1 John 1:9
If we confess our sins, he is faithful and just to forgive us our sins and to cleanse us from all unrighteousness.
Paid in Full
When Jesus died on the cross, the last thing He said was “it is finished,” and in the Greek, it essentially means “paid in full” (John 19:30). So my question is how many of our sins were ahead of us when Jesus died on the cross? The answer is all of them! Every single sin that we would commit would be hundreds of years in the future. Do you think Jesus’ death on the cross was enough to pay for our sins, which means that all our sins, including every past mistake we’ve made, would be forgiven? If my son came to me after committing something I told him to not do and asked me for forgiveness, would I keep bringing it up every time I spoke with him? Certainly not. In the same way, we don’t have to keep asking God over and over again to forgive us of certain sins that we have already asked to be forgiven, do we?
Do We Accept Forgiveness?
I can’t tell you the number of people I have spoken with who still feel like they’ve never been forgiven for things they’ve done in the past, even though they’ve asked God for forgiveness. They still carry around the heavy yoke of guilt and a burden that they were never intended to carry. This robs them of their joy, strips them of any witnessing they might do for the Lord, and loads them down with unnecessary guilt that they have absolutely no reason to still carry. When Isaiah saw a vision of the Lord and felt unworthy to speak with unclean lips (Isaiah 6:5), the Lord sent a seraphim to touch his lips and told him his sin is taken away and his guilt cleansed (Isaiah 6:6). That’s what forgiveness is. We who trust in Christ have been given the very righteousness of Christ, and that’s how God now sees us (2 Cor. 5:21). So why do some still feel overburdened and overwhelmed by guilt? God has forgiven them, but they won’t forgive themselves. Maybe it’s because they trust their feelings, which are highly subjective and subject to error, over what the Word of God objectively says–that our sins are all forgiven.
Washed and Cleansed
In Psalm 51, David’s great psalm of repentance, he asks God to wash away all his iniquity and cleanse him from all his sins (Psalm 51:2), to create in him a clean heart (Psalm 51:10), and to restore to him the joy of his salvation (Psalm 51:12), not to restore his salvation but the joy of his salvation, indicating that David thought he would not lose his salvation but the joy of it. David was forgiven, and he must have known it because he goes on to say that he will declare his praise and sing aloud of God’s righteousness (Psalm 51:14). Doesn’t that sound like David accepted God’s cleansing, for how can a guilty sinner who is condemned sing of God’s forgiveness like that if he has not truly been forgiven of his past mistakes? Remember that David had committed adultery of the heart, then adultery in the flesh, then conspiracy to commit murder, and then murder in the first degree, all of which were punishable by death.

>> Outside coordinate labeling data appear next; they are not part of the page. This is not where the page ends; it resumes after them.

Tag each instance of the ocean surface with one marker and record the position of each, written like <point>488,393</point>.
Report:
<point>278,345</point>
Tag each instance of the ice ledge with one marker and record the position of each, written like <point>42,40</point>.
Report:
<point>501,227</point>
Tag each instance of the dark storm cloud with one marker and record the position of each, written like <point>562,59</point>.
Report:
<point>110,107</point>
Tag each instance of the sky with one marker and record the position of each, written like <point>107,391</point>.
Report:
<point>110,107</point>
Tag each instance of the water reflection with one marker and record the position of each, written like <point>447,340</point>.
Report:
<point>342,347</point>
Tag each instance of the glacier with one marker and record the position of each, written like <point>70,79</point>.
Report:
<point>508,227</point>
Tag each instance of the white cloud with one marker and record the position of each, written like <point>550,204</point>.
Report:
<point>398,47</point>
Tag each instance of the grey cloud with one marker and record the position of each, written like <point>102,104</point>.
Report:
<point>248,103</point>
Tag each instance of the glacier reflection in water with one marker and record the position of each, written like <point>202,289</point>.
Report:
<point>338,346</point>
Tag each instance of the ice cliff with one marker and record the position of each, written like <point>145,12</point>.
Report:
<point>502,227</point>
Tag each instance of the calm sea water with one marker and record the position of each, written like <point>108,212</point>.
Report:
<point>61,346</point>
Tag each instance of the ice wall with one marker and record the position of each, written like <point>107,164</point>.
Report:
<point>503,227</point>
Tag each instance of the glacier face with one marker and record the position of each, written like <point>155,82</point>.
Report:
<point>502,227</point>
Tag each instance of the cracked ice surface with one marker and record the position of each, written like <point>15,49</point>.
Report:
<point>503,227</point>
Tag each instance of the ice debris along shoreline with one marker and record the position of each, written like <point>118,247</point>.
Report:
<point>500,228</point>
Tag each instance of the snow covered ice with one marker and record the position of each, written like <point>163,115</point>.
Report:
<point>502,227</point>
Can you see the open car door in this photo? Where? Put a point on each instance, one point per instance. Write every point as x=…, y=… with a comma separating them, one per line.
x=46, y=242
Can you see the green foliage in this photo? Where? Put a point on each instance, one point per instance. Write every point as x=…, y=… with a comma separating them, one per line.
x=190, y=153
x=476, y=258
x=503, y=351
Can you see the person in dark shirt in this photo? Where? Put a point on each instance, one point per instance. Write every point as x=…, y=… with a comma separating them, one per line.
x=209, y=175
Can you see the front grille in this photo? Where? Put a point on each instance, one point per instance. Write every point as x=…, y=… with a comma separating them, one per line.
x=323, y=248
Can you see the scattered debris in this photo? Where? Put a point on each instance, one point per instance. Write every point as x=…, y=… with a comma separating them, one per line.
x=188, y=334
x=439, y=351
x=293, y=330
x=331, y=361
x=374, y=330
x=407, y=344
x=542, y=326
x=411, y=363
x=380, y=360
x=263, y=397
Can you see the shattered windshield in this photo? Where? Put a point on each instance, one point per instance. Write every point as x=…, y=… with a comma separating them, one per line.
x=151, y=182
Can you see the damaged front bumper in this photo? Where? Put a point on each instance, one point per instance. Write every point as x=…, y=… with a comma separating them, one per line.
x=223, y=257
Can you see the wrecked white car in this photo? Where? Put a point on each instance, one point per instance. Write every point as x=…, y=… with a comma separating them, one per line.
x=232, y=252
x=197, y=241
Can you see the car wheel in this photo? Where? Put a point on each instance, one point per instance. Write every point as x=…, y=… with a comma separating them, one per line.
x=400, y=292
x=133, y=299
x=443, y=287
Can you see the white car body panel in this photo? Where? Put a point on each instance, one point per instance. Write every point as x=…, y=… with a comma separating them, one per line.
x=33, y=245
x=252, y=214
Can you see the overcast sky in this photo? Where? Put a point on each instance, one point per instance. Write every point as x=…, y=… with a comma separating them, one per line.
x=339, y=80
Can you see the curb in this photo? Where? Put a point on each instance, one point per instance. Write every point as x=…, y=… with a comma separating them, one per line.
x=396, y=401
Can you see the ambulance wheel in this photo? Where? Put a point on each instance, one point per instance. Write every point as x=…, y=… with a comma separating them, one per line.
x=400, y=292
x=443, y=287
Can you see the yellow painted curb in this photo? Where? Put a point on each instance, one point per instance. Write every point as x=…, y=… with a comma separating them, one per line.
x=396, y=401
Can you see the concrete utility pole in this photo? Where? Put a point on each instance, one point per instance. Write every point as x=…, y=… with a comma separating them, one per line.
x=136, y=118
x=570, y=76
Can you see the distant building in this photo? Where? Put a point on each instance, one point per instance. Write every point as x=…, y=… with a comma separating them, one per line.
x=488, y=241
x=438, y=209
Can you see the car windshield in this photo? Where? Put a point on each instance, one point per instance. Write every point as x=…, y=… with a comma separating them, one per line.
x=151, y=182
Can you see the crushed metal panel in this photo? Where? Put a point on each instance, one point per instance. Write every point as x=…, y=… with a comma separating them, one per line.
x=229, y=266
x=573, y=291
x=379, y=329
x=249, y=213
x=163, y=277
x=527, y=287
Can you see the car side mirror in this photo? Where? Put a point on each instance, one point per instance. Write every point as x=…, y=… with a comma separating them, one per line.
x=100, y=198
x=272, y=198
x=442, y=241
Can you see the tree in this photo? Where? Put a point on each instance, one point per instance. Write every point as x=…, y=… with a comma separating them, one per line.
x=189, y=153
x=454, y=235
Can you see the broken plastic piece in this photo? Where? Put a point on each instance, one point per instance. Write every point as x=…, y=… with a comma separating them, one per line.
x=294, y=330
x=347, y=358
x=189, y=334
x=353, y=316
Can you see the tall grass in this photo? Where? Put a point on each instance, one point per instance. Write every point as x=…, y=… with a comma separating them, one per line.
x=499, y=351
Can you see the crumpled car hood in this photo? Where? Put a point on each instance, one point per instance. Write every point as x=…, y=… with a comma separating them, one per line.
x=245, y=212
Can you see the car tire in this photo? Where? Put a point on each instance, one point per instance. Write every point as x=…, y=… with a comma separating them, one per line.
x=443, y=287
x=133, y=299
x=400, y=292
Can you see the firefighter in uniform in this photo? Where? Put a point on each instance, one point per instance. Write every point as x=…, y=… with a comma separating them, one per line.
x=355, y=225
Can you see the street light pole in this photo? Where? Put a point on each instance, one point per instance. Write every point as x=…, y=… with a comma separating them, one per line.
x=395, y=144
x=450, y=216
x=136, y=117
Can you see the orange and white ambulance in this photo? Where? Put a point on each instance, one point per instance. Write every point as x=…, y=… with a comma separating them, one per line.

That’s about as serious as it could be, but later in David’s life, by reading the psalms, you could see that he didn’t carry this guilt around for his past mistakes. Guilt strips our joy away because we haven’t realized how forgiving our God truly is.
A Closing Prayer
You, Oh Father, are such a gracious God, rich in mercy and full of grace. By Your loving kindness, You sent Your Son to die for me; otherwise, I could never move beyond my guilt of the past and all the mistakes I’ve made and will yet make in the future. For such goodness of Yours, I give you thanks in Jesus’ name.